Contrary to traditional database systems, a spatiotemporal database must be able to manage the dynamic properties of spatiotemporal objects efficiently. As spatiotemporal objects constantly change, a spatiotemporal database usually receives intensive object updates in a short period of time. To reduce the number of object updates, a sampling-based updating method or a velocity-based updating method is usually adopted. The sampling-based updating method samples the spatial extent/location of a spatiotemporal object either periodically or whenever the spatial difference to the previous sample is greater than a pre-defined threshold. In the velocity-based updating method, a spatiotemporal object reports its location along with the velocity to a spatiotemporal database. The object does not issue a new report unless there is a velocity change. Besides the updating methods, spatiotemporal databases also employ novel access methods to efficiently store and update spatiotemporal objects (Mokbel et al. 2003).
3.8 Experiment and Test
According to (Stenneth.L; Philip S. 2012), success rate is one of the most important evaluation criteria. The main goal of any anonymization server is to maximize the number of messages that can be successfully anonymized with the personalize quality of service and privacy requirement desired. The success rate will be measured as the ratio of the number of successful anonymized request, by the total number of incoming mobile request. A success rate of 100% will imply that all the requests that are sent by the mobile clients are safely anonymized.
3.8.1 Performance measure
According to (Stenneth.L; Philip S. 2012), an algorithm with a lower cloaking time does better, because the cloaking time is a measure of the temporal complexity. Efficient cloaking implies that the algorithm spends less time processing the incoming mobile requests from the mobile clients.
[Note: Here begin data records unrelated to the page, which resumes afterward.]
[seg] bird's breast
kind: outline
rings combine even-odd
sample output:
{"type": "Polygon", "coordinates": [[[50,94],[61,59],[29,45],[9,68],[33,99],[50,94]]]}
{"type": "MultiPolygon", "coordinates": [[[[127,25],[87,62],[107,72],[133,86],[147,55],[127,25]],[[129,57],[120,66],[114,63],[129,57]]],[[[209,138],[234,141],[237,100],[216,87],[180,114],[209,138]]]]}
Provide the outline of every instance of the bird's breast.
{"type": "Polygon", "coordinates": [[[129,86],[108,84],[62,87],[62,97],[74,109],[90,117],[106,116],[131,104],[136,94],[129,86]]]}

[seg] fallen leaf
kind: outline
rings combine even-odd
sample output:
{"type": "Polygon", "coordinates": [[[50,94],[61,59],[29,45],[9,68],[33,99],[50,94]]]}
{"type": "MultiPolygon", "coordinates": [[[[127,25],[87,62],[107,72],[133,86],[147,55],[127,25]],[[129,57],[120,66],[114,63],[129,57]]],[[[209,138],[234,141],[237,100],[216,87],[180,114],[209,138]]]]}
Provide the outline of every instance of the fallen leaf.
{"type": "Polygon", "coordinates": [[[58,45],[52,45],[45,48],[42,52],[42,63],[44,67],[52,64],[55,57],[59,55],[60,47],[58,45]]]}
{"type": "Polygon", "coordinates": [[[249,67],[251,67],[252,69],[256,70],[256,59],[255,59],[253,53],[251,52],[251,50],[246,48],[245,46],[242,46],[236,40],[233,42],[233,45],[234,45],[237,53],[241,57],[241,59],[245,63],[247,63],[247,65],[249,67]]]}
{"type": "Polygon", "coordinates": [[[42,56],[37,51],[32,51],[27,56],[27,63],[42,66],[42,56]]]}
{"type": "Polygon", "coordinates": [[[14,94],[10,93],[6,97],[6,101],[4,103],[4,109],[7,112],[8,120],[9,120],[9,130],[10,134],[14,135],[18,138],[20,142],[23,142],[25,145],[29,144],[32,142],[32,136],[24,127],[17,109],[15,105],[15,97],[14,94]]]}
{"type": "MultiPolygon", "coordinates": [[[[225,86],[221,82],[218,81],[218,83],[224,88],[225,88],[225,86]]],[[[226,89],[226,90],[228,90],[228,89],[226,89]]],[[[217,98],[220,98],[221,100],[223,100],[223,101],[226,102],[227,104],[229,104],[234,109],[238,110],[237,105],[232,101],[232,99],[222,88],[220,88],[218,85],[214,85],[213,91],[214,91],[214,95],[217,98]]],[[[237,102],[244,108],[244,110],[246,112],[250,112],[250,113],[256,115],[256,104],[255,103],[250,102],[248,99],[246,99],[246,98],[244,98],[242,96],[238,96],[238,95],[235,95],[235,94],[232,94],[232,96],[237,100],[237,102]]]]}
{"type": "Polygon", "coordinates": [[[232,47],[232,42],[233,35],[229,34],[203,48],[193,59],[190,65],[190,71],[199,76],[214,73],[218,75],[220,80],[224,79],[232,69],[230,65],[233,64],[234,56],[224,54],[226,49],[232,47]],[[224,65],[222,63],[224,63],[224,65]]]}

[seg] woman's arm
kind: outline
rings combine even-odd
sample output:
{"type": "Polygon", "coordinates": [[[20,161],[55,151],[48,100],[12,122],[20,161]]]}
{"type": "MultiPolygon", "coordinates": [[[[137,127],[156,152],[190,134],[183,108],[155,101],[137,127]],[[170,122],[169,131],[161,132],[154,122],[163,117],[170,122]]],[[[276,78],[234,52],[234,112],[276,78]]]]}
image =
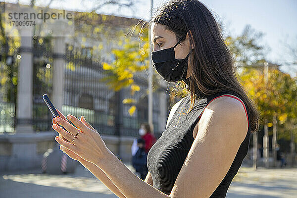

Jmeter software will be used for simulation by sending a given number of http requests to the anonymizer server.
3.9 Conclusion or summary
The chapter includes the methodology that will be used in the research. The researcher will adopt a descriptive survey design. A descriptive survey research study is preferred since it has the dimension of investigating possible relationships between two or more variables. The descriptive survey design is ideal since it is concerned with making accurate assessment of the inference, distribution and relationship of the phenomenon. The approach that will be developed will be included in the anonymizer system which be developed using scala, and a mobile application system which will be developed using android developer. An experiment will be conducted to evaluate the approach for efficiency and effectiveness. The evaluation criteria will be success rate and performance measure.